Singer Britney Spears attends the 29th Annual GLAAD Media Awards. (Photo by VALERIE MACON/AFP via Getty Images)
Making new friends, staining your kitchen cabinets, offering energy drinks to employees—these are all decisions that you’d expect any 39-year-old to be able to make for herself. Unless you’re Britney Spears. Documents obtained by the New York Times offer a glimpse into the messy, repressive world that the pop icon has lived in for 13 years, ever since she was placed under a court-ordered conservatorship controlled by her father, James Spears. They also show that she’s been quietly trying to get out of the arrangement for years.
In 2007, Britney Spears was in the throes of a severe mental health crisis, amplified by overwhelming media scrutiny, rumors of substance abuse, and a custody battle for her two sons. Her father petitioned for a temporary conservatorship the following year, and despite Britney’s opposition, a judge determined that her father would be best suited to oversee it, according to the Times. It granted him broad control of her life, and her finances. Conservatorships are a controversial tool that U.S. courts can impose in dire situations when someone is unable to look after themselves or attend to their most basic needs, typically in the cases of very elderly people or people with severe disabilities.On Wednesday, Spears will, for the first time, appear before a Los Angeles court and speak publicly about the conservatorship, which has controlled almost every aspect of her life for more than a decade. It’s not clear what she will say. Last November, her mother, Lynne Spears, took steps to remove her ex-husband from his position as conservator of Britney, citing his “toxic relationship” with her daughter.

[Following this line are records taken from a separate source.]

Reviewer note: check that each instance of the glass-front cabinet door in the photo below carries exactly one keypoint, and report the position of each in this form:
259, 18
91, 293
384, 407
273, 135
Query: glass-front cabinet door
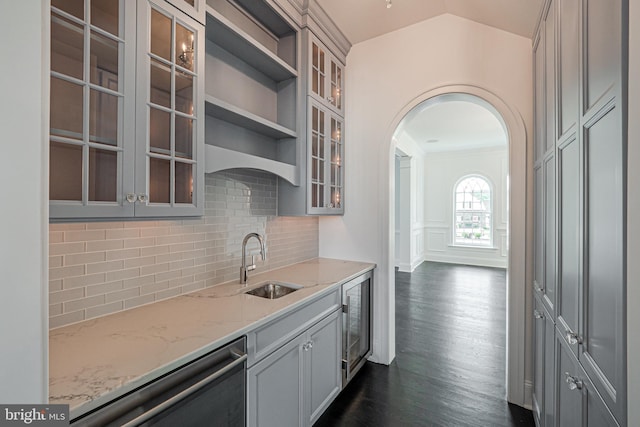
90, 160
326, 174
126, 110
194, 8
170, 105
327, 77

According to the Times, he’d once referred to his daughter as a “racehorse who has to be handled like one.”The other allegations made in the Times story are just as shocking: Her father is painted as a controlling man, prone to relapses of substance abuse, and outbursts of anger (including a physical altercation with her 13-year-old son, which resulted in a restraining order preventing him from seeing his grandchildren).

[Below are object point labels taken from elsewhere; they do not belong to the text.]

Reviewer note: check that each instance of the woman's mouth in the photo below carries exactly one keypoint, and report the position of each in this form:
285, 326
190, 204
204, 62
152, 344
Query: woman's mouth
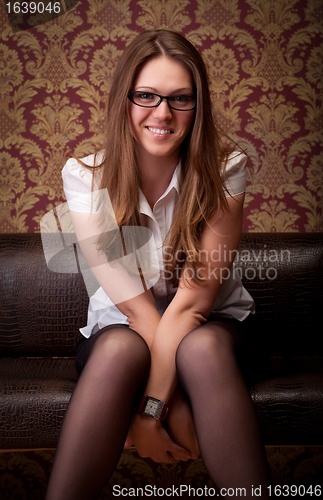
160, 131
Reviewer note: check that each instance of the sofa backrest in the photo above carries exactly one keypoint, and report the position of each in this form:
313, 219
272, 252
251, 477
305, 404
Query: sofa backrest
41, 311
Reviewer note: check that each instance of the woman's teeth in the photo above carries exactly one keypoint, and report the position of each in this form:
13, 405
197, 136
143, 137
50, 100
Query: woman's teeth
159, 130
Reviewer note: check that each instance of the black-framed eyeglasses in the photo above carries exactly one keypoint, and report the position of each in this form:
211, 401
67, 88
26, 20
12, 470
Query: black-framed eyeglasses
152, 100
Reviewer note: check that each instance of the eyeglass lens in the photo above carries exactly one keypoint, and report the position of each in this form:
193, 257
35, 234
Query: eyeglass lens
148, 99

In a 2019 closed-door hearing, Spears stated that she had been forced into a mental health facility against her will, which she said was punishment because she’d stood up for herself during a rehearsal where she had been forced to perform while running a 104-degree fever, according to the Times. He imposed strict rules on tours, in one case banning all cast and crew from consuming alcohol or energy drinks.

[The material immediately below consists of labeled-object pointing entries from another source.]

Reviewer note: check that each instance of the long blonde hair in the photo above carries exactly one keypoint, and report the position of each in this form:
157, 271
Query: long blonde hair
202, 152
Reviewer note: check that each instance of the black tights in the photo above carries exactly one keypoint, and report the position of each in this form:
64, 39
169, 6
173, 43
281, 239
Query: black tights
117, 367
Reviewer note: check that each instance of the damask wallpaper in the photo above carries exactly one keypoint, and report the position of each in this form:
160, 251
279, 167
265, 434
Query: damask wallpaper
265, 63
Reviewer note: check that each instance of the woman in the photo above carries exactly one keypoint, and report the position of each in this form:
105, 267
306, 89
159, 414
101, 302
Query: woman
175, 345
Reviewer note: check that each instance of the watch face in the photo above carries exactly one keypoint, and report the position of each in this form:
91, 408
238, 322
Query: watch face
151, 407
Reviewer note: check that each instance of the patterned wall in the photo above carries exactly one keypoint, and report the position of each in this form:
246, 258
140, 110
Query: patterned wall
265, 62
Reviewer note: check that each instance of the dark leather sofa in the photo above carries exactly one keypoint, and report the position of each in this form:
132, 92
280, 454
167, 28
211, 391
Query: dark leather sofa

Spears also wasn’t allowed to have control of her credit card, she asserted, and her father had told her she wasn’t allowed to repaint her kitchen cabinets, lest it cost too much money. She was given a weekly allowance of $2,000, while her father made twice that as his salary for being her conservator. The Times story noted that these disputes over spending and finances came as she was raking in millions of dollars from a residency in Las Vegas, of which her father received a cut. In documents from 2016, when Spears was attempting to have the conservatorship terminated, one investigator wrote “She is ‘sick of being taken advantage of’ and she said she is the one working and earning her money but everyone around her is on her payroll.” Despite his ample salary, Jamie Spears currently resides in an RV on the outskirts of the small Louisiana town he grew up in, which is parked by a warehouse full of boxes of memorabilia from Britney’s career. Even while Britney Spears was trying to free herself from her father’s control, she was dropping record-breaking albums, and going on worldwide tours. The fact that she had almost zero control of her life was not even known until 2019 when she posted a string of bizarre Instagrams. These sent alarm bells ringing among her devoted fans, who went on to form the basis of the #FreeBritney movement, which was featured in a recent New York Times documentary.